El afilado guion del dramaturgo Robert Bolt, calculadamente literario y arrebatado pero ágil y dinámico, tan rico en lo que dice como en lo que sugiere, campo abonado para la narración visual de David Lean, compone un océano inestable, de aguas procelosas y poderosos torbellinos, en el que palpitan pulsiones mesiánicas, blasfemas, de culpa, de grandeza, de pecado, de piedad, de erotismo, de vanidad, de inconformismo, de orgullo, de desarraigo, de fatalismo. El deseo, la desesperación. La egomanía, el autodesprecio. El amor, la muerte. La trascendencia, la autodestrucción. T.E. Lawrence, asimilado en carne viva por Peter O’Toole -otro hombre en problemas-, aparece como un alma en constante conflicto con el entorno y, particularmente, consigo mismo. Desde su moralidad sensible y pura, su pasión lo sumerge en una paulatina oscuridad que alcanza su cénit en una mazmorra otomana repleta de atracción por el dolor, de sexualidad latente y, fruto de ello, de evidente fetichismo. El centelleo de sus ojos azules se extravía y apaga progresivamente. Las fanfarrias triunfales se pierden, la espléndida fotografía se vuelve tenebrosa.

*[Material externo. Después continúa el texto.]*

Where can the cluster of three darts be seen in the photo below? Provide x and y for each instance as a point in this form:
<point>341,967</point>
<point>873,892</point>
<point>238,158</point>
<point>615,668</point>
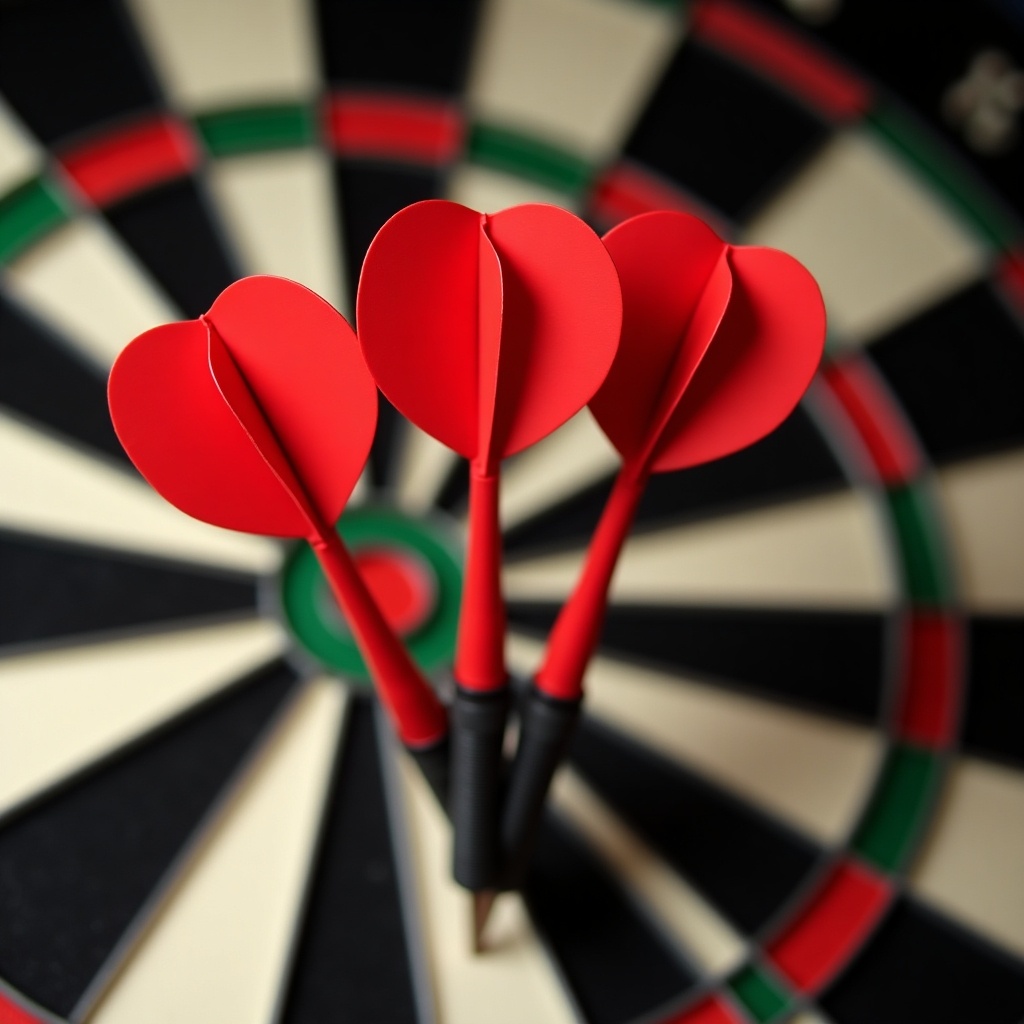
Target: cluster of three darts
<point>487,332</point>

Lawrence de Arabia se aleja de la leyenda, que por entonces ya había comenzado a quebrarse en el propio Reino Unido. Y, en el contexto del filme, el encargado de imprimir esta leyenda, que diría John Ford, es un reportero de guerra escéptico, que emplea la cámara como otros empuñan el rifle y consciente del proceso de blanqueamiento que exige la construcción de un mito que, por supuesto, cumple un servicio interesado -la propaganda bélica-. Complementando al personaje, como parte del escenario que lo afecta y condiciona, la película perfila con profundo desencanto las relaciones de colonización, sometimiento, cinismo y engaño que dominan las estrategias geopolíticas de este periodo -con los grandes imperios europeos ya caducos pero aún en pie- y de otros por venir.

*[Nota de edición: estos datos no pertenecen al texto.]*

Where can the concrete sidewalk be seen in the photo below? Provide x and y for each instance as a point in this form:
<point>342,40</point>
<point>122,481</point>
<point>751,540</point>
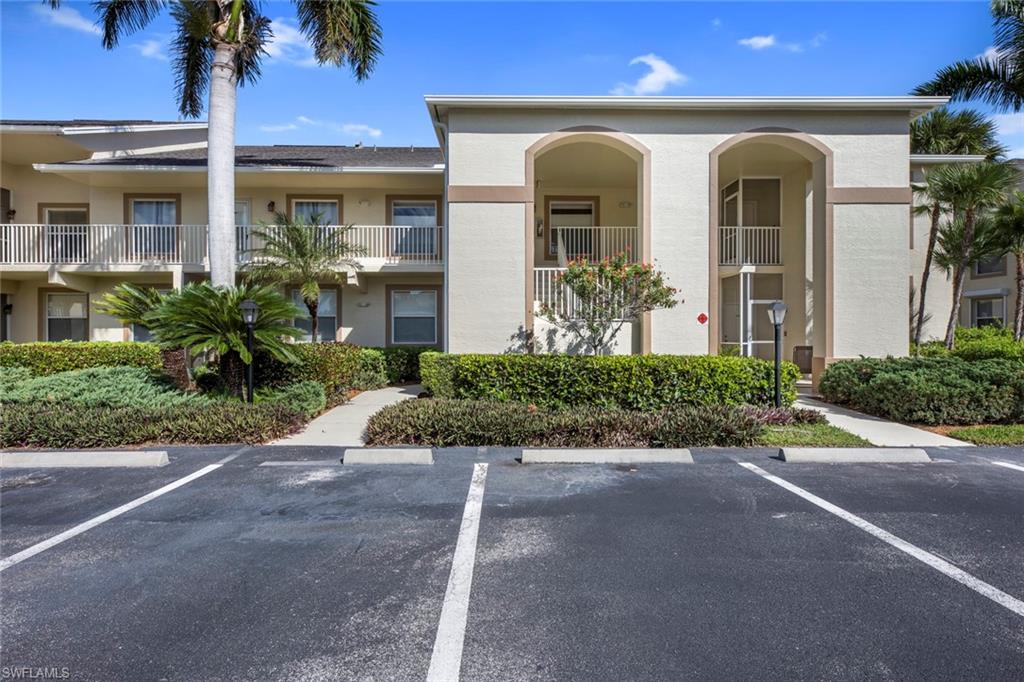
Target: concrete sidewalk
<point>344,425</point>
<point>879,431</point>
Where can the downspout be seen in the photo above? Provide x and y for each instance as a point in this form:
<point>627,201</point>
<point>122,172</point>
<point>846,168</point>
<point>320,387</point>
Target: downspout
<point>448,236</point>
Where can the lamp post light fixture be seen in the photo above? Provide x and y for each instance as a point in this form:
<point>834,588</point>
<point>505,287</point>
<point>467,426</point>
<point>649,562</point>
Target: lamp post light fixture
<point>776,312</point>
<point>250,311</point>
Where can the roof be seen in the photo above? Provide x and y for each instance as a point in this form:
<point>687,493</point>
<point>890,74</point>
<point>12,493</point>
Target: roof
<point>916,105</point>
<point>275,158</point>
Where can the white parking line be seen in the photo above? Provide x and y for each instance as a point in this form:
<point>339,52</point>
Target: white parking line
<point>114,513</point>
<point>445,661</point>
<point>941,565</point>
<point>1008,465</point>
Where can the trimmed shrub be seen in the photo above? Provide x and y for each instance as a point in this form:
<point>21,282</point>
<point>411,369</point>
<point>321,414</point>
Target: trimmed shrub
<point>632,382</point>
<point>373,370</point>
<point>50,357</point>
<point>334,365</point>
<point>305,397</point>
<point>73,426</point>
<point>439,422</point>
<point>929,390</point>
<point>102,387</point>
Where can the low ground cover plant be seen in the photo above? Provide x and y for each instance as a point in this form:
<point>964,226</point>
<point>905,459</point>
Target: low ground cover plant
<point>630,382</point>
<point>930,390</point>
<point>444,422</point>
<point>53,356</point>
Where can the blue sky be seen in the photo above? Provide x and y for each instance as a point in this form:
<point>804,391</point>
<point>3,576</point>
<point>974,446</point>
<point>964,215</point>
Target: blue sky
<point>54,67</point>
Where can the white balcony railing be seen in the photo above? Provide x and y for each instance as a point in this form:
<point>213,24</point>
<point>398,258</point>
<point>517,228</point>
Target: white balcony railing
<point>186,245</point>
<point>592,243</point>
<point>750,246</point>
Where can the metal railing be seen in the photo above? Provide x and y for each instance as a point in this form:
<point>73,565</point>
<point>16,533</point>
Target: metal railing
<point>109,244</point>
<point>750,246</point>
<point>592,243</point>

Los soñadores y los oprimidos por las ataduras de la sociedad ocupan una parte fundamental de la filmografía de Lean. El cineasta muestra una predilección por sus anhelos y debacles románticas. Es comprensivo con su tragedia personal, pero no es incondicional hacia ellos, ni cree que su triunfo deba ser una recompensa obligatoria a su carácter excepcional. Lean encuadra a T.E. Lawrence en paisajes sobrecogedores y sobrehumanos, que se prestan a espolear la dimensión mítica y hasta bíblica o providencial que el personaje asume como respuesta a su propia existencia. Excesivo y obsesivo, T.E. Lawrence invoca el espíritu de héroes ancestrales, de semidioses atávicos, de cosmovisiones homéricas. Su epopeya no difiere demasiado de la de otro megalómano retrato biográfico y marcial, Patton, otro poeta-guerrero anacrónico, nacido en tiempos que no son los suyos. Individuos, pues, que pertenecerían más en el periodo histórico, aun abierto a la fantasía, de otro tercer biopic incontenido e incontenible, el Alejandro Magno de Oliver Stone, que explora la figura del conquistador extraordinario y trágico por excelencia, víctima de una sensibilidad extemporánea.
Por quién o por qué cabalga Lawrence, un hombre que ha de escoger su propio nombre desde la nada de su bastardía, que escribe su propio destino desoyendo las admoniciones de peligro o destrucción. El interrogante no se agota.